Five core technical ideas behind LLMs
1. Tokenization and Representation Learning
LLMs do not process raw text directly. Every piece of text
is first broken into tokens using subword tokenization methods that balance
vocabulary size with flexibility. This design choice determines how efficiently
a model can represent rare words, domain-specific terms, numbers, code, and
multilingual text. Poor tokenization can make learning harder, inflate sequence
length, and reduce performance on specific languages or tasks.
Once tokenized, tokens are mapped into dense numerical vectors called embeddings. These embeddings are learned during training and represent semantic and syntactic relationships between tokens. Over time, the model organizes meaning in a high-dimensional space where similar concepts cluster together, enabling generalization across topics. Representation learning is what allows LLMs to move beyond memorization and operate on abstract relationships in language.
2. Transformer Architecture and Self-Attention
The transformer architecture is the structural backbone of
modern LLMs. Its defining component is self-attention, a mechanism that allows
each token to dynamically focus on other tokens in the input sequence. This
enables the model to capture long-range dependencies such as references,
logical connections, and discourse structure without relying on sequential
processing.
Multi-head attention extends this idea by allowing multiple attention patterns to be learned in parallel. Different heads learn to focus on different linguistic features, such as syntax, semantics, or entity relationships. Stacking many transformer layers allows progressively richer abstractions to form. This architectural design is why LLMs scale effectively with more parameters and data, and why they outperform older sequence models on complex language tasks.
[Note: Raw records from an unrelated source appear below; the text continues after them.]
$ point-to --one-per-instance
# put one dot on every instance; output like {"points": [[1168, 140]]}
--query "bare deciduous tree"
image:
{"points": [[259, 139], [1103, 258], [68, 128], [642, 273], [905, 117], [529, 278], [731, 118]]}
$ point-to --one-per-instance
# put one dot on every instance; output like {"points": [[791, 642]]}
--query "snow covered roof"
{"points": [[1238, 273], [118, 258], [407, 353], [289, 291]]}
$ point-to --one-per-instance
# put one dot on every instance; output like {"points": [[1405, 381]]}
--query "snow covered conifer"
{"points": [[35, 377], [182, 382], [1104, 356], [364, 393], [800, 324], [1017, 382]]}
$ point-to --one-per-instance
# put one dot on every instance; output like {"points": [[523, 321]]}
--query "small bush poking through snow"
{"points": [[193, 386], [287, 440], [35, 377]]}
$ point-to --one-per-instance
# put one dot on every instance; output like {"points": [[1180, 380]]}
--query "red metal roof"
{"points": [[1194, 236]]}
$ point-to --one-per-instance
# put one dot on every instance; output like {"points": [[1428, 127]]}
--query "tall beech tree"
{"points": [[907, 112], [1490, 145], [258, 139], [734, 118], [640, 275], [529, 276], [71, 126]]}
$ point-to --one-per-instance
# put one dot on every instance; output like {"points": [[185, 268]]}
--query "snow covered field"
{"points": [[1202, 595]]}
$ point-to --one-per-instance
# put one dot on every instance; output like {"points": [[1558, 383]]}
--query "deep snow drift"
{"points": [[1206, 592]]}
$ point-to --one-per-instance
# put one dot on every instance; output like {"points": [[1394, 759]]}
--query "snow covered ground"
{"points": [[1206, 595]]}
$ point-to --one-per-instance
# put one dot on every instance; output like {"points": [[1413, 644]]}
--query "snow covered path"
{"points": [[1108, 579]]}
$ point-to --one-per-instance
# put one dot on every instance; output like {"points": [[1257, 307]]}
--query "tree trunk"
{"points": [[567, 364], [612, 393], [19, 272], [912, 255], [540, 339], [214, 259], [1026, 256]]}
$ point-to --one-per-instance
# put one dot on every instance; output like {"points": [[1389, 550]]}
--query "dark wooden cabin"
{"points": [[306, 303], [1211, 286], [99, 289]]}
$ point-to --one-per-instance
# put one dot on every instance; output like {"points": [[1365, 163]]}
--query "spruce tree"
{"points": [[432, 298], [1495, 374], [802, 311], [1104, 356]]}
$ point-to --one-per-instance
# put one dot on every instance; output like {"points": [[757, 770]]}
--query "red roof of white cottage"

3. Pretraining Objective and Emergent Capabilities
LLMs are pretrained using a simple objective: predict the
next token given previous context. Despite its simplicity, this objective
forces the model to learn grammar, facts, styles, and patterns of reasoning
from data. As model size and training data increase, new abilities emerge that
were not explicitly programmed, such as in-context learning, multi-step
reasoning, and zero-shot task performance.
These emergent capabilities arise from scale interacting with the training objective. The model internalizes broad world knowledge and structural regularities of language, allowing it to generalize to unseen tasks with minimal prompting. However, the same mechanism also explains why LLMs can confidently generate incorrect information: the objective optimizes for plausibility, not truth. Emergence is powerful, but it also creates unpredictability in behaviour.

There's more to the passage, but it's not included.